Il se mit à courir. La silhouette marchait très vite à présent, entre les haies du jardin public, en se retournant de temps en temps pour évaluer la distance qui les séparait. Servaz s’enfonça à son tour dans les allées. Comme il gagnait du terrain, la silhouette se mit elle aussi à courir. Il accéléra. Tout à coup, il la vit bifurquer sur la droite et foncer vers l’arrière du grand bâtiment de verre. Elle grimpa l’allée gravillonnée en pente qui se transformait ensuite en sentier de randonnée, et s’enfonça dans la forêt. Il courut derrière elle, sentit naître un point de côté comme un clou planté dans son flanc, ralentit après avoir contourné le bâtiment de verre en voyant devant lui le mur de sapins noirs.
La montagne boisée se dressait au-dessus de lui, le ciel était dégagé et le clair de lune découpait sa masse immense.

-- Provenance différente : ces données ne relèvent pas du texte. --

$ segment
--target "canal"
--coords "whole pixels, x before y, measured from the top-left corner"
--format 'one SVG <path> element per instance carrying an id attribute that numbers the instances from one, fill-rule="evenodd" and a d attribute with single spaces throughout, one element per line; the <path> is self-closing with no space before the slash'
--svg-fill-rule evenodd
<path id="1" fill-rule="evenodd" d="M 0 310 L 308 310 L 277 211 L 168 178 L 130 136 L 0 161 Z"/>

Tout n’était qu’ombres et obscurité. Il reprit son souffle, les mains sur les genoux, conscient de sa piètre condition physique. Réfléchit. S’il s’enfonçait là-dedans, il serait aveugle. Il n’avait ni arme ni lampe sur lui. Il pouvait se passer n’importe quoi là-dedans. Que voulait Jensen ? À quoi rimait ce petit jeu ? Tout à coup, il se fit la réflexion que Jensen avait une bonne raison de lui tirer dessus une deuxième fois, qu’à sa place il aurait eu la haine. Car Jensen devait le tenir pour responsable de ce qui lui était arrivé : le visage défiguré à jamais. Sa vie avait changé pour toujours et c’était lui, Servaz, qui était à l’origine de ce changement. Sans doute était-il caché là, à l’attendre. Mais pour quoi faire ? Envisageait-il de le faire payer ? Si oui, de quelle façon ? Était-il désespéré au point de commettre l’irréparable ?

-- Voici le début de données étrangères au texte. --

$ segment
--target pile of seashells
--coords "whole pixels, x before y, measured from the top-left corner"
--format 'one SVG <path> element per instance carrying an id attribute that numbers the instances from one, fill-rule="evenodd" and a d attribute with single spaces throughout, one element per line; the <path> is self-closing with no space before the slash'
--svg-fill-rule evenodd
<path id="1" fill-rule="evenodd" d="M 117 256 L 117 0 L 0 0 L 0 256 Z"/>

Servaz sentit la chair de poule sur ses avant-bras. Il s’avança néanmoins. Suivit le sentier qui s’enfonçait dans les ombres profondes de la forêt. Il faisait noir comme dans un four là-dedans. Il ne fit que quelques mètres à l’intérieur des bois, s’arrêta. Personne. Il n’y voyait goutte. Il eut soudain conscience que sa respiration accélérée n’était pas seulement due à sa course. Qu’il était la seule personne vivante ici à part une autre qui ne lui voulait pas que du bien.
— Jensen ?
Cette fois, le son de sa voix ne lui plut pas du tout. Il avait essayé de masquer son inquiétude, mais il était sûr que sa voix l’avait trahi, que, planqué tout près, Jensen devait se délecter de la frayeur qu’il suscitait.
Il resta presque vingt minutes au même endroit, sans bouger. Attentif à chaque mouvement des ombres quand le vent se levait dans les frondaisons. Quand il eut acquis la conviction qu’il était tout seul, que Jensen était parti depuis longtemps, il ressortit de la forêt et retraversa le jardin public en direction des thermes, frustré mais soulagé, et retourna à la voiture. C’est alors qu’il le vit, le mot sur le pare-brise, coincé sous l’essuie-glace :
Tu as eu peur ?
Kasper Strand attendit minuit. Il habitait un trois-pièces avec balcon sur les hauteurs de Bergen, non loin du funiculaire, d’où la vue embrassait la ville et le port. C’était le principal atout de son appartement hors de prix. Même quand il pleuvait — ce qui, à Bergen, arrivait pour ainsi dire un jour sur deux —, il ne se lassait jamais de voir la ville aux sept collines et aux sept fjords s’illuminer quand le soir tombait. Et Dieu sait que le soir tombait vite, l’hiver, à Bergen.
Il savait qu’il était en train de fouler aux pieds tous les principes qui l’avaient jusqu’ici guidé dans sa vie professionnelle — et qu’il ne pourrait plus se regarder dans une glace après ça. Mais il avait besoin de ce fric. Et l’info qu’il s’apprêtait à monnayer valait de l’or, il en était parfaitement conscient, pour les bonnes personnes. Ce que Kirsten Nigaard venait de lui apprendre était tout bonnement incroyable. À présent, il fallait voir combien ça allait lui rapporter.